Assim que o vice-rei partiu, Salta-Pocinhas apressou-se a encher a pança com as iguarias que o lobo guardava no covil. Aquela ausência tinha vindo mesmo a calhar! O problema veio depois, como já deves estar a imaginar. Quando D. Brutamontes percebeu que tinha sido enganado, ficou extremamente irritado e declarou guerra à raposa Salta-Pocinhas, oferecendo uma recompensa a quem lha trouxesse, viva ou morta. Quanto a ela, lá estava, bem refastelada, na toca entretanto vaga do texugo Salamurdo. E assim ficou, até a mãe vir avisá-la do perigo que corria!

O que fará o vice-rei dos animais da Beira Alta, D. Brutamontes, para vingar-se da nossa raposinha? Conseguirá ela escapar às garras do terrível lobo tirano? Que fantásticas aventuras viveu, ao longo das 166 páginas do livro? Será que é a Salta–Pocinhas que está desenhada, com uma patinha presa numa armadilha, na capa do Romance da Raposa? Será que ela se casou e teve raposinhos? Como acaba, afinal, o romance da nossa heroína?
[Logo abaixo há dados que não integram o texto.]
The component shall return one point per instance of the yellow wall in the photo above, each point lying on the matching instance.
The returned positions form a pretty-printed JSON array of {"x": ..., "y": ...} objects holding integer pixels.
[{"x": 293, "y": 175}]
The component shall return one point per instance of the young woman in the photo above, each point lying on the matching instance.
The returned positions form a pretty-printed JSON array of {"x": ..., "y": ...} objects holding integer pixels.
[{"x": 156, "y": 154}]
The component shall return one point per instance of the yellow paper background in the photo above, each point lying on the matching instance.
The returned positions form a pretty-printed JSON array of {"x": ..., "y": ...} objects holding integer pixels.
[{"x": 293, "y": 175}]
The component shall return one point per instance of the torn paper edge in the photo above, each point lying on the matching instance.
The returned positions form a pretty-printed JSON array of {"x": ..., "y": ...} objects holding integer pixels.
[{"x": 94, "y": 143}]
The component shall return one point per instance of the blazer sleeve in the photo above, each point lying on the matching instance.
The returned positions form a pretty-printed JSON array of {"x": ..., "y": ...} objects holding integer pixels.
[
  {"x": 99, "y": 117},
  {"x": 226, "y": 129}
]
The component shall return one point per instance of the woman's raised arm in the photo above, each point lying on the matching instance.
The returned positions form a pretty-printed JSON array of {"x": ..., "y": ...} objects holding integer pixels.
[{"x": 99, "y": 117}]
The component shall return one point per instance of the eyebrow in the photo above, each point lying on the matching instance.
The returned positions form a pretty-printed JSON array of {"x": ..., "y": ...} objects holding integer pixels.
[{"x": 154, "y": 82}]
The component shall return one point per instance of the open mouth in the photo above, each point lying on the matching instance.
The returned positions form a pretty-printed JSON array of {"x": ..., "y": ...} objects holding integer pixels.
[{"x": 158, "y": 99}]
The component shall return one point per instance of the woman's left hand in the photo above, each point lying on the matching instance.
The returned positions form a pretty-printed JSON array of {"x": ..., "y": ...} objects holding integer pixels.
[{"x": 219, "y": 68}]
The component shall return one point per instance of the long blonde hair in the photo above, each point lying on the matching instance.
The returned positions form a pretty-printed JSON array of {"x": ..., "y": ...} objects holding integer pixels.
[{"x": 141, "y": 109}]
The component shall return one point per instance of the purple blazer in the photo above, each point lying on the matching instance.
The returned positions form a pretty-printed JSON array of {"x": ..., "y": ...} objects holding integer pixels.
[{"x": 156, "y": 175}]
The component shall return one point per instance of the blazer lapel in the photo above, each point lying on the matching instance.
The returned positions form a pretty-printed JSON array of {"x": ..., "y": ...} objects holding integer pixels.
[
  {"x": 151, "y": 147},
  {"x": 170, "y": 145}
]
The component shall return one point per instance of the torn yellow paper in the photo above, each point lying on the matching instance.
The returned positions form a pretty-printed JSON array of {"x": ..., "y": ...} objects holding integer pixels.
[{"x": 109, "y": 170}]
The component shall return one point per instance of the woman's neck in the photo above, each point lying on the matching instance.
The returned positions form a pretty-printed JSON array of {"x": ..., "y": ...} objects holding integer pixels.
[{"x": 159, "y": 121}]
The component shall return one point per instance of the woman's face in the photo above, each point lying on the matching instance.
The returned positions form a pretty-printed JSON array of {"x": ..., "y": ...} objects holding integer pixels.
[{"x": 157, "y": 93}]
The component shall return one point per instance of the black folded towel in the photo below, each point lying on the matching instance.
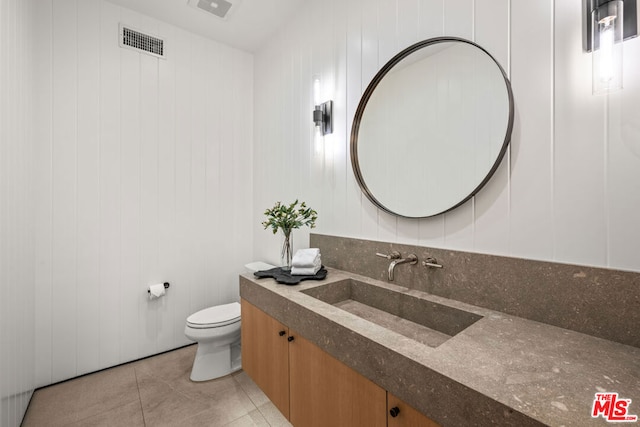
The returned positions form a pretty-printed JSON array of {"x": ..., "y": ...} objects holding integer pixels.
[{"x": 286, "y": 278}]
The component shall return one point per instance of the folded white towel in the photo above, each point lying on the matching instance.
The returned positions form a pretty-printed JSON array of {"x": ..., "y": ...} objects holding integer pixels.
[
  {"x": 305, "y": 258},
  {"x": 304, "y": 271}
]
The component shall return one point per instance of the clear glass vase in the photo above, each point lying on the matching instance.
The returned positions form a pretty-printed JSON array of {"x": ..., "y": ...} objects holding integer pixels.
[{"x": 287, "y": 247}]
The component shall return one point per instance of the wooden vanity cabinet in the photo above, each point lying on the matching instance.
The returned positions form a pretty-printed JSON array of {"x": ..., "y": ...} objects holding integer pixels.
[
  {"x": 309, "y": 386},
  {"x": 326, "y": 392},
  {"x": 265, "y": 354}
]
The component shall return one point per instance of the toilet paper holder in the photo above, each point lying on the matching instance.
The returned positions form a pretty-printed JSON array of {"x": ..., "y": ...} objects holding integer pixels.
[{"x": 166, "y": 286}]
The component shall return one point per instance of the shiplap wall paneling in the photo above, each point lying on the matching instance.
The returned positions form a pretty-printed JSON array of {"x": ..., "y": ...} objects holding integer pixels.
[
  {"x": 558, "y": 195},
  {"x": 110, "y": 177},
  {"x": 43, "y": 193},
  {"x": 491, "y": 221},
  {"x": 532, "y": 62},
  {"x": 88, "y": 192},
  {"x": 623, "y": 154},
  {"x": 17, "y": 346},
  {"x": 580, "y": 163},
  {"x": 64, "y": 189},
  {"x": 138, "y": 174}
]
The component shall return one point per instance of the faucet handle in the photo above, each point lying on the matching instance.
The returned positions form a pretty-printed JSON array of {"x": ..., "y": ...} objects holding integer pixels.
[
  {"x": 431, "y": 262},
  {"x": 392, "y": 255}
]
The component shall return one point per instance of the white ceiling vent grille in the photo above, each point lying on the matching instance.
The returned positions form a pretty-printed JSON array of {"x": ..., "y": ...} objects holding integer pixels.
[
  {"x": 141, "y": 42},
  {"x": 220, "y": 8}
]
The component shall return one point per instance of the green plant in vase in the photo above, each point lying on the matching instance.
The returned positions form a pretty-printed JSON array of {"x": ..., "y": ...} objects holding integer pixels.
[{"x": 287, "y": 218}]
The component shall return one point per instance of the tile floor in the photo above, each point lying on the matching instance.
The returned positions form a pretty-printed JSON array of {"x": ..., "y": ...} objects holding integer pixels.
[{"x": 153, "y": 392}]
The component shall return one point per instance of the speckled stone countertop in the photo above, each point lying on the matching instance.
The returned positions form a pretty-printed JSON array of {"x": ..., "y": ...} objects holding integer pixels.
[{"x": 501, "y": 370}]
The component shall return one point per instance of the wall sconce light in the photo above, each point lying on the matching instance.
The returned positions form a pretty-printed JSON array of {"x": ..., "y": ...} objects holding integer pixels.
[
  {"x": 608, "y": 24},
  {"x": 322, "y": 112}
]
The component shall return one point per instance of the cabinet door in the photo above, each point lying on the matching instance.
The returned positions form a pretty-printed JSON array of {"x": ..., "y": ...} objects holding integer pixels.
[
  {"x": 325, "y": 392},
  {"x": 406, "y": 416},
  {"x": 265, "y": 356}
]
As respostas a estas e outras perguntas terás de ser tu a encontrá-las, tal como eu as descobri há muitos anos atrás, quando folheei o livro de Aquilino Ribeiro, pela primeira vez na vida.

E quem era, afinal, o autor do romance que tantas gargalhadas tem, intemporalmente, provocado aos meninos, aos jovens e aos adultos que o lêem? Aquilino Ribeiro nasceu na freguesia do Carregal, concelho de Sernancelhe, terras da Beira Alta, no dia 13 de Setembro de 1885, e faleceu em Lisboa, no dia 27 de Maio de 1963. E teve uma vida repleta de aventuras!

O criador da raposa Salta-Pocinhas teve dois filhos: um chamado Aníbal e outro que recebeu o nome do pai, Aquilino. Quando lhe nasceu a primeira neta, em 1962, o romancista decidiu escrever uma obra e dedicar-lha — foi O Livro de Marianinha. Nesta obra, o autor das Beiras deixou uma importante mensagem à sua menina, em relação às histórias que criou: “Tenho esperança, Marianinha, que, algum dia, já eu longe do mundo, as leias e te façam sorrir”.

Por isso, agora vou fazer-te um pedido. Da próxima vez que entrares na magnífica biblioteca da tua escola, olha em frente e lembra-te que lá ao fundo existe um livro a aguardar-te ansiosamente, que te ajudará a rir às gargalhadas. Tal e qual como continua a fazer-me rir, mais de 20 anos depois da primeira vez que toquei o Romance da Raposa, na famosa Citroën vermelha da Fundação Calouste Gulbenkian, naquelas Terras da Beira Alta, por onde também um dia terá andado a nossa raposa Salta-Pocinhas…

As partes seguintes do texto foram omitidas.